Savannah Energy Plc has reported a strong operational and financial performance for the first four months of 2026, posting higher production, rising revenues, improved cash collections and a stronger balance sheet as it advances key energy projects across Africa.
Ahead of its Annual General Meeting (AGM), the British independent energy company announced that average gross daily production at its Stubb Creek field in Nigeria rose by 8 per cent to 3,100 barrels of oil per day (bopd), up from 2,800 bopd in the corresponding period of 2025. The increase follows the completion of the SIPEC acquisition and ongoing production expansion activities at the field.
The company’s trading update showed revenue climbed 17 per cent year-on-year to $104.1 million, compared with $89.1 million recorded during the same period last year. Savannah also made significant progress in strengthening its financial position, reducing trade receivables by 22 per cent to $395.2 million from $507.2 million at the end of 2025.
One of the strongest indicators of operational efficiency was a sharp rise in cash collections, which surged 48 per cent to $183.5 million during the four-month period ended April 30, underscoring the company’s focus on cash discipline and receivables management.
Cash balances improved to $64.7 million from $42.8 million at the end of December 2025, while net debt declined to $641.7 million from $658.6 million, reflecting continued efforts to strengthen liquidity and reduce leverage.
To further enhance financial flexibility, Savannah secured a new £32 million unsecured loan facility from NIPCO Plc, its largest shareholder. The facility comprises an immediate £20 million tranche and an additional £12 million available from July 1. It carries a 4.5 per cent annual interest rate over a 36-month term.
The company said the facility includes an option to settle the loan through the issuance of shares at 8 pence per share, although neither party is obligated to exercise the conversion feature.
Beyond its financial performance, Savannah reported steady progress across its portfolio of oil, gas and renewable energy projects in Africa.
In Nigeria, drilling and completion activities at the Uquo North-East well have been completed, with flowline installation nearing completion.
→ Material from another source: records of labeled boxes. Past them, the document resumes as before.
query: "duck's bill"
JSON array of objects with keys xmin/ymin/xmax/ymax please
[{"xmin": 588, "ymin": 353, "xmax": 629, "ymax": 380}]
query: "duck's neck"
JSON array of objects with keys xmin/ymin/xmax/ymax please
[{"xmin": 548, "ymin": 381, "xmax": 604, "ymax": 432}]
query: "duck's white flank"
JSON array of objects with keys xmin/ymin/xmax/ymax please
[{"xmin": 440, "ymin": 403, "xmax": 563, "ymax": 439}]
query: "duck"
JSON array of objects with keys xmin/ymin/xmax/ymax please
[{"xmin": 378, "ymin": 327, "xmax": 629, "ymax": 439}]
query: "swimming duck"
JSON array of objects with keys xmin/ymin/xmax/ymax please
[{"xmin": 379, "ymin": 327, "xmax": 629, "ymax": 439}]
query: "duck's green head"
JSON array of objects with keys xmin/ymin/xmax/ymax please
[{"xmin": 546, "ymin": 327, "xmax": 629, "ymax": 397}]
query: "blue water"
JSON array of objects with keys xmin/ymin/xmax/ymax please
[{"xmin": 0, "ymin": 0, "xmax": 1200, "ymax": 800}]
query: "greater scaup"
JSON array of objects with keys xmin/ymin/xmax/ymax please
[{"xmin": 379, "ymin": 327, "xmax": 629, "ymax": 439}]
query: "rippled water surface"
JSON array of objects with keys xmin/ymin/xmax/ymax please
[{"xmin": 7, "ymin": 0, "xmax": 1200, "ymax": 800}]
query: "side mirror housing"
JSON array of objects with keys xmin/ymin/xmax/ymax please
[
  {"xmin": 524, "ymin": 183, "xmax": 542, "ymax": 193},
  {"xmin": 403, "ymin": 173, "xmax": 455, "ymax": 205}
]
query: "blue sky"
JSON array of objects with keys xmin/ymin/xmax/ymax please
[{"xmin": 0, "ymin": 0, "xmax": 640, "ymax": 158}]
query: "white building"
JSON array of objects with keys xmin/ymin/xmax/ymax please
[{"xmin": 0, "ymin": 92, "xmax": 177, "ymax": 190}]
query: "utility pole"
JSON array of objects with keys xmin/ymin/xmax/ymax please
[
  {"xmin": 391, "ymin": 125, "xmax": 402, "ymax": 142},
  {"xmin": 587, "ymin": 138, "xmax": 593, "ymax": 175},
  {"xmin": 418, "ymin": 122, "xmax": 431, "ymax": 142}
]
The company expects first gas from the well in early July 2026, supporting higher gas production in the second half of the year. Preparatory work is also advancing at the Uquo South exploration location ahead of the next drilling campaign.
The company noted that group average gross daily production for the period stood at 15,700 barrels of oil equivalent per day, compared with 18,800 boepd in full-year 2025, reflecting temporary constraints in gas production due to drilling activities and customer demand patterns.
Outside Nigeria, Savannah continued to make progress on strategic power projects. In Niger, the Parc Eolien de la Tarka wind project has been designated a priority project by the government, while discussions continue regarding the future development of the asset and the potential resumption of oil operations.
In Cameroon, negotiations with the government are at an advanced stage on a Joint Development Agreement for the proposed 95MW Bini a Warak hybrid hydroelectric and solar power project, a key component of Savannah’s renewable energy growth strategy.
Commenting on the performance, Chief Executive Officer Andrew Knott said the company had delivered strong results across its core strategic priorities, citing substantial improvements in revenue, cash collections and receivables management.
He noted that Savannah continues to advance major growth projects, including new gas wells at Uquo and production expansion activities at Stubb Creek, while simultaneously progressing its wind, solar and hydropower portfolio and evaluating additional acquisition opportunities in both the hydrocarbons and power sectors.
“The combination of strong operational delivery, improved cash generation and enhanced financial flexibility positions Savannah well to sustain growth and create long-term value through 2026 and beyond,” Knott said.